Prof. Josephine Nabukenya Board of advisors for M.S. in Engineering, Sustainability, and Health

Prof. Josephine Nabukenya

Professor of Information Systems & Health Informatics, and former Dean of the School of Computing and Informatics Technology, Makerere University

Prof. Josephine Nabukenya is a Professor of Information Systems and Health Informatics and former Dean of the School of Computing and Informatics Technology, at Makerere University.

She is the Founder and Chair of the Health Informatics Research Group.

She is a member of the Uganda Health Information & Research (HIRE/eHealth) Technical Working Group, and Digital Health and Interoperability Working Group of Health Data Collaborative.

She is also a Member of the Advisory Steering Committee for the Digital Health Applied Leadership Programme (DHALP) running in the African region.

She was part of the 10-member Core Team that developed the Uganda eHealth Policy and Strategy, and collaborated with the Ministry of Health (MoH) for its implementation.

Josephine spearheaded the development of the Health Informatics Graduate programs (MSc & PhD) at Makerere University, and has supported the same graduate program development within East Africa, as well as the Digital Health curriculum for Ministries of Health Managers in the African Region under AFRO-WHO & ITU.

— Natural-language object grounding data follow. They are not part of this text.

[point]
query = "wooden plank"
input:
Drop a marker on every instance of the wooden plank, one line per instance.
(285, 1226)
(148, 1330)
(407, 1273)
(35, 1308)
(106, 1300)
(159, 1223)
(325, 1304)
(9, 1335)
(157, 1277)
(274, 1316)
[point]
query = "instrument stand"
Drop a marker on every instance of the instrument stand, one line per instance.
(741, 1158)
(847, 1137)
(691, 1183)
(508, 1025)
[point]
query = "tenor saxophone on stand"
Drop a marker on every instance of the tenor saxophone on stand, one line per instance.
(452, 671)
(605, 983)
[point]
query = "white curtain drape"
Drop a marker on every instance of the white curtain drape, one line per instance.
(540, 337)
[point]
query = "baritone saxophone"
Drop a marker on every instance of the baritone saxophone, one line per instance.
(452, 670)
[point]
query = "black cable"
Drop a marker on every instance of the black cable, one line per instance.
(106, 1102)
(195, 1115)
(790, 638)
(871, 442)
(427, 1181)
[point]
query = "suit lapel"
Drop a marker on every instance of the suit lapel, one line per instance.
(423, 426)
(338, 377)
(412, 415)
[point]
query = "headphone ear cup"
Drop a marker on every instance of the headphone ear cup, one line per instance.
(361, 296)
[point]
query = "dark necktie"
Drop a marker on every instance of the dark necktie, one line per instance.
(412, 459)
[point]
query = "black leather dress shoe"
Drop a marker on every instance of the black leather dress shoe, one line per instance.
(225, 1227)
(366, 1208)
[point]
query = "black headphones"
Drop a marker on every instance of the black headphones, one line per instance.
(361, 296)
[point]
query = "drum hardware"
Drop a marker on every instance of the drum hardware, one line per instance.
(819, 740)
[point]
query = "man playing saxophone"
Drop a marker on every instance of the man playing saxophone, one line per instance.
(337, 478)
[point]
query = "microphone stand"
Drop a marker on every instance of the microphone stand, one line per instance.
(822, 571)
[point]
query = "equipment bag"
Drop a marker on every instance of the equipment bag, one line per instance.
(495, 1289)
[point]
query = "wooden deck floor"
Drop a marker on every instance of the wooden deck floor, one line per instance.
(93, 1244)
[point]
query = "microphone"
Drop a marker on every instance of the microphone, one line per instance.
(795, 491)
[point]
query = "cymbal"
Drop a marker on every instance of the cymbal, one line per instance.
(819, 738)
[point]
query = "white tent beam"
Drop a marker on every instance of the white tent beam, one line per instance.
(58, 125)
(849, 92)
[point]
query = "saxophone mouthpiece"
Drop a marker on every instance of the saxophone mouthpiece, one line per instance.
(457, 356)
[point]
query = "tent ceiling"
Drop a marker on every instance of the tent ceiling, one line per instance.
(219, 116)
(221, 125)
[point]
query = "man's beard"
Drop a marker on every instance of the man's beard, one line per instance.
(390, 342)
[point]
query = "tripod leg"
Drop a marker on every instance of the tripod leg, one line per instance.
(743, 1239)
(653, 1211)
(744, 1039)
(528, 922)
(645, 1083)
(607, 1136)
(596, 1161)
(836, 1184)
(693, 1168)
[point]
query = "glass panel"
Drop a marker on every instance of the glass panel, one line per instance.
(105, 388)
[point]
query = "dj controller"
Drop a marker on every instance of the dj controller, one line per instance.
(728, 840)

With over 19 years of research experience and published widely in Information Systems with a focus on health informatics and data science. She is also an editorial member of various international Health Informatics journals. She is currently leading research on a number of themes, including but not limited to: 1) Feasibility for Strengthening Uganda’s Health System through Standardizing Digital Health: Enterprise Architecture, Standards and eRegistries; 2) Potential for Transforming Health in Uganda through an Electronic Health Data Sharing Platform and Data Science; 3) Development of an Evaluation Framework to Measure Performance Outcomes and Impact of Digital Health Interventions on Healthcare in Uganda; 4) Designing and Piloting of a Mobile-based Technology linking Mothers to Health Providers and Health Facilities to Reduce Maternal and New-born Deaths in Uganda during- and post- COVID-19 Pandemic; and 5) Implementing and Evaluation of a low-resource digital infrastructure in Uganda: Visualization and Interpretation of Radiographic Images to improve access to imaging services in regional referral hospitals.